1 700 mineurs de la Compagnie minière de Courrières étaient au travail ce jour-là.

1 099 personnes ont perdu la vie dont 242 enfants

Les opérations de sauvetage sont prises en charge par l’ingénieur en chef du service des mines, représentant l’État. Le 11 mars, un groupe de sauveteurs allemands de la Ruhr, parfaitement entraînés et munis des appareils respiratoires des plus modernes, arrive sur les lieux de la catastrophe. Le 30 mars, à 8h, treize mineurs surgissent à l’air libre par la fosse 2 de Billy-Montigny. Un quatorzième rescapé, Auguste Berthon, est retrouvé le 4 avril par des sauveteurs, dans le puits 4 de Sallaumines.

Le risque d’un coup de grisou était pourtant faible pour cette exploitation. C’est en effet un feu de mine découvert quelques jours avant le drame dans l’une des veines de la fosse de Méricourt qui est la cause principale de la catastrophe. Plusieurs barrages en pierres, en cailloux et même en béton avaient été construits pour étouffer l’incendie. Mais ces constructions sont restées insuffisantes.

Repenser la sécurité en fond de mine

La plus grande catastrophe minière d’Europe représente un tournant en matière de sécurité. Cet évènement a amené les dirigeants politiques comme la communauté scientifique, à repenser les systèmes de sécurité en fond de mine.

La catastrophe de Courrières a été qualifiée comme « une catastrophe exemplaire » (R. Schwartzmann, Le Drame de Courrières, Nouvelles Editions Sutton, juillet 2005) car elle est une prise de conscience profonde, immédiate et générale du danger présenté par les poussières combustibles.

Le devoir de mémoire de l’ANGDM

Dimanche dernier, le 10 mars 2024 Catherine Griboval, directrice régionale Nord a représenté l’ANGDM aux cérémonies de commémoration de la catastrophe de Courrières.
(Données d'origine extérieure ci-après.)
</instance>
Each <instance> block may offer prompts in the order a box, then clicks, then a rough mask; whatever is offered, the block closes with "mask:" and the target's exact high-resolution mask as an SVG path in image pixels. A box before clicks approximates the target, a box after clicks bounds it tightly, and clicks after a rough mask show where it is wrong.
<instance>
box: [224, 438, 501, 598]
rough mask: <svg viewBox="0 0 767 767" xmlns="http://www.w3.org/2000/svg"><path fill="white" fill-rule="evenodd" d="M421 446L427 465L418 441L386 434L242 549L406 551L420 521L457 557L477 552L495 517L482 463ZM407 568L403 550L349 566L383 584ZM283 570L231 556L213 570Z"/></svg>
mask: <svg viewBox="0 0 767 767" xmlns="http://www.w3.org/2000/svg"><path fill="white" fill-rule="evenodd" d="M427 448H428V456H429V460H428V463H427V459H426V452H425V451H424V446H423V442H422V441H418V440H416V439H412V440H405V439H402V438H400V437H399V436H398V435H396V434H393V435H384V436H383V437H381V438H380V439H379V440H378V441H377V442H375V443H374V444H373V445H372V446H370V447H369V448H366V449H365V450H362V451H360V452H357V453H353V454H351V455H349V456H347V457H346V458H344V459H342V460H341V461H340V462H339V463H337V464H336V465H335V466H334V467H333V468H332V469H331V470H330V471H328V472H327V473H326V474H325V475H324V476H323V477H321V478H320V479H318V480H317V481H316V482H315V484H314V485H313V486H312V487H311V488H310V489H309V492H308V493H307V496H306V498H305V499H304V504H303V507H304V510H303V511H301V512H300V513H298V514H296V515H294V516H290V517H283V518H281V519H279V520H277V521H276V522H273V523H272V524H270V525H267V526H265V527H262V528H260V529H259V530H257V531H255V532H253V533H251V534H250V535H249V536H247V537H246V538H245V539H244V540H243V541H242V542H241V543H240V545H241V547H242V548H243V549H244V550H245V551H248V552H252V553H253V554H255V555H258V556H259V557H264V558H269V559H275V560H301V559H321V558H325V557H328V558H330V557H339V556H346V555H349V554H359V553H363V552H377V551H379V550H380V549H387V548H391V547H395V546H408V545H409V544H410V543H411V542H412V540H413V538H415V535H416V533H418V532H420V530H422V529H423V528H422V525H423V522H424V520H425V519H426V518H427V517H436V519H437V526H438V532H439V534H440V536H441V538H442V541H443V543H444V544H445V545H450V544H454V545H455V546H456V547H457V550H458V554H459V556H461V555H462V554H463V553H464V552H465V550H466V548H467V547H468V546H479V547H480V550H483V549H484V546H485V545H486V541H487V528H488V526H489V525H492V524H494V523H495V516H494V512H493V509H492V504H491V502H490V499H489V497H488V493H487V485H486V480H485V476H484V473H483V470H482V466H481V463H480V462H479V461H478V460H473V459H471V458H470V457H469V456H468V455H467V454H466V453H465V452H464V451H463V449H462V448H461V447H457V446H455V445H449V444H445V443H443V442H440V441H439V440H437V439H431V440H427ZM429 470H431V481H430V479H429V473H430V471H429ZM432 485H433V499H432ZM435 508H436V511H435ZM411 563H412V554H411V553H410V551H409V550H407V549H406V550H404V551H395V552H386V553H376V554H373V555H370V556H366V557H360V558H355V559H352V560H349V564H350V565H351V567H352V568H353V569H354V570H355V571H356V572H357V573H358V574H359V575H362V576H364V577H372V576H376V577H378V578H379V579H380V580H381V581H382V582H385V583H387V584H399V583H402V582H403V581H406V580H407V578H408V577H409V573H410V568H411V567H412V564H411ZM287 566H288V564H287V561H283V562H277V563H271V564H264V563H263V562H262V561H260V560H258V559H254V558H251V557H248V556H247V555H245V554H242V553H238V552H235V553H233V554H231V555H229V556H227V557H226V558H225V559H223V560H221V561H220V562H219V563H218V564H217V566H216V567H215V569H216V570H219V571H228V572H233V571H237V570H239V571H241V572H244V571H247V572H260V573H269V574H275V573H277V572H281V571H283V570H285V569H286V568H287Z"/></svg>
Une gerbe a été déposée à Méricourt près de la stèle où se sont réunis, pour se souvenir et se recueillir, les élus, les associations d’anciens mineurs, les organisations syndicales.

Hommage littéraire

Jules Mousseron, le célèbre poète mineur a rendu hommage aux victimes de Courrières par ces quelques vers :
« Salut ! ô martyrs de Courrières,
Brav’s carbonniers nés pour l’douleur !
O pauves gins ! Oh ! les pauv’s frères
Combin nous pleurons vos malheurs.
C’mint s’mettr’ pareille affaire in tiête ?
Douz’ chints mineurs périr dins l’feu
Sans pouvoir pinser eun’ minette
>L’infant à s’mère, el père à s’fieu !
Anéantis par l’flamme et l’soufre
Tous ces innochents sont brûlés
Collés dins les poussièr’s du gouffre
S’étreignant par group’s affolés.
Ch’est est fini ! pus jamais d’caresse !
Pus d’joi ! pus d’pain et pus d’bonheur !
Tous les corons ont l’mêm’ tristesse,
Tout’s les maisons ont l’mêm douleur. »

Elan de solidarité

Dès les premiers jours, un mouvement de solidarité se met en marche : des dons affluent du monde entier. La riche famille Rothschild fait un don de 100 000 francs, le Pape 20 000 francs. Aussi en 3 mois, plus de 7 millions de francs sont récoltés.

La colère des familles de victimes

Après le deuil vient la colère des familles et des survivants. Les mineurs sont en grève. Ils étaient 50 000 le 19 mars 1906. Elle dure trois mois. Les familles sont en parties indemnisées et le travail au fond reprend progressivement.